See what this feature say
ggplot(data.combined[which(data.combined$Survived != "None"),],aes(x = titles, fill=Survived))+
geom_bar(position = "dodge")+
ggtitle("Survival across titles")
which means that Men
are the most likely to be dead and Miss, Mrs
more likely to live while masters (young men) have equal propability
(until now)
Now look at our data with respect to Class, title and Survived
Features
ggplot(data.combined[data.combined$Survived != "None", ] , aes(x = titles , fill = Survived))+
geom_bar()+
facet_wrap(~Pclass)+
ggtitle("Survival of Titles w.r.t Class")

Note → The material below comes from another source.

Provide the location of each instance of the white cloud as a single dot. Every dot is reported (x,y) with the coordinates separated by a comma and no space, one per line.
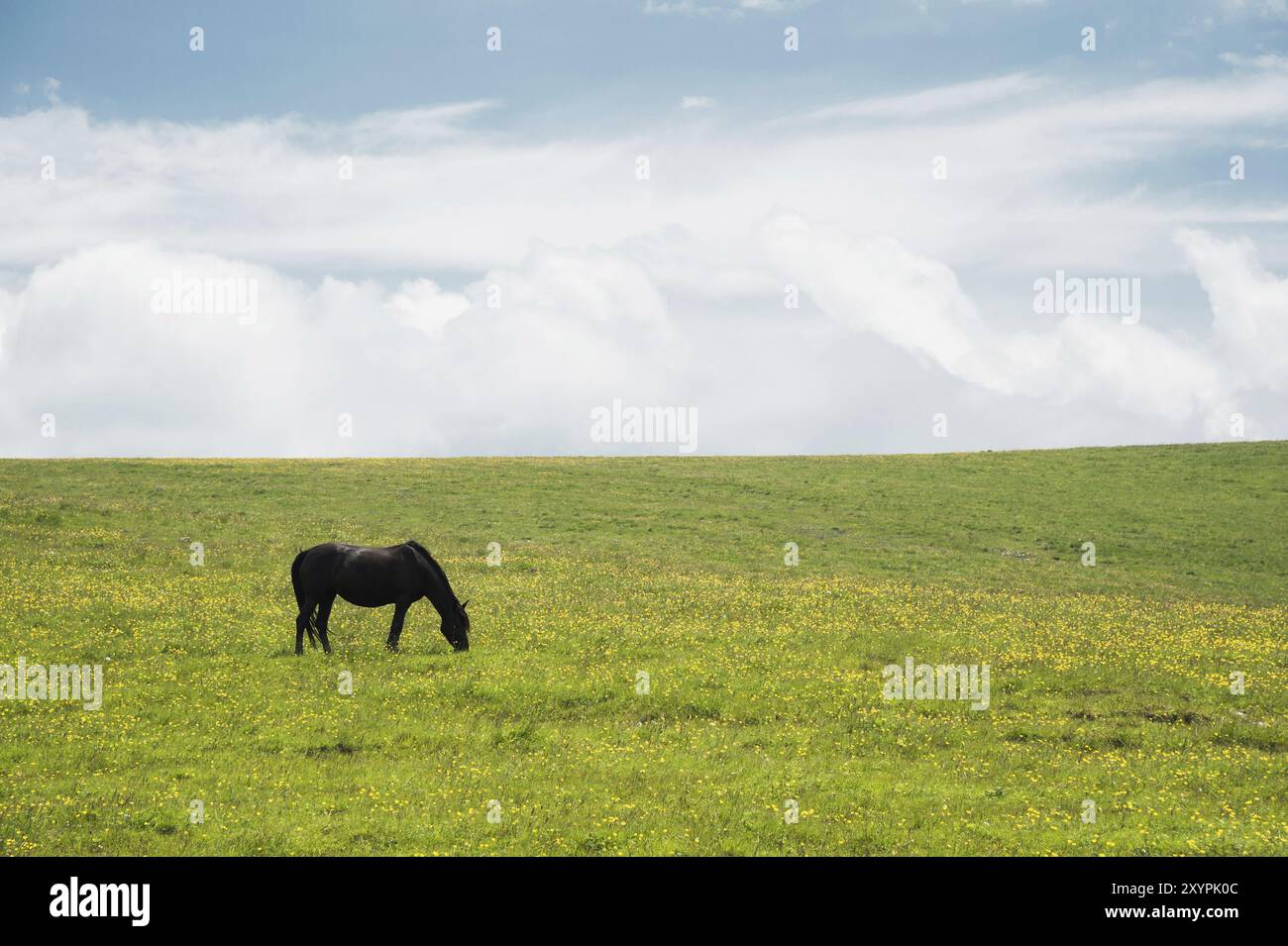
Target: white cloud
(669,291)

we can see that Master: survived with 100% in class 1 and 2
Misses: almost same
Mrs : almost same
Mr : in class 1 -
50/50
in class 2 - more probable to be dead
in class 3 the
Savage class.
Mr are the most likely to die
while others have
almost 50/50 probability
Note that the `echo = FALSE` parameter was added to the code chunk to prevent printing of the R code that generated the plot.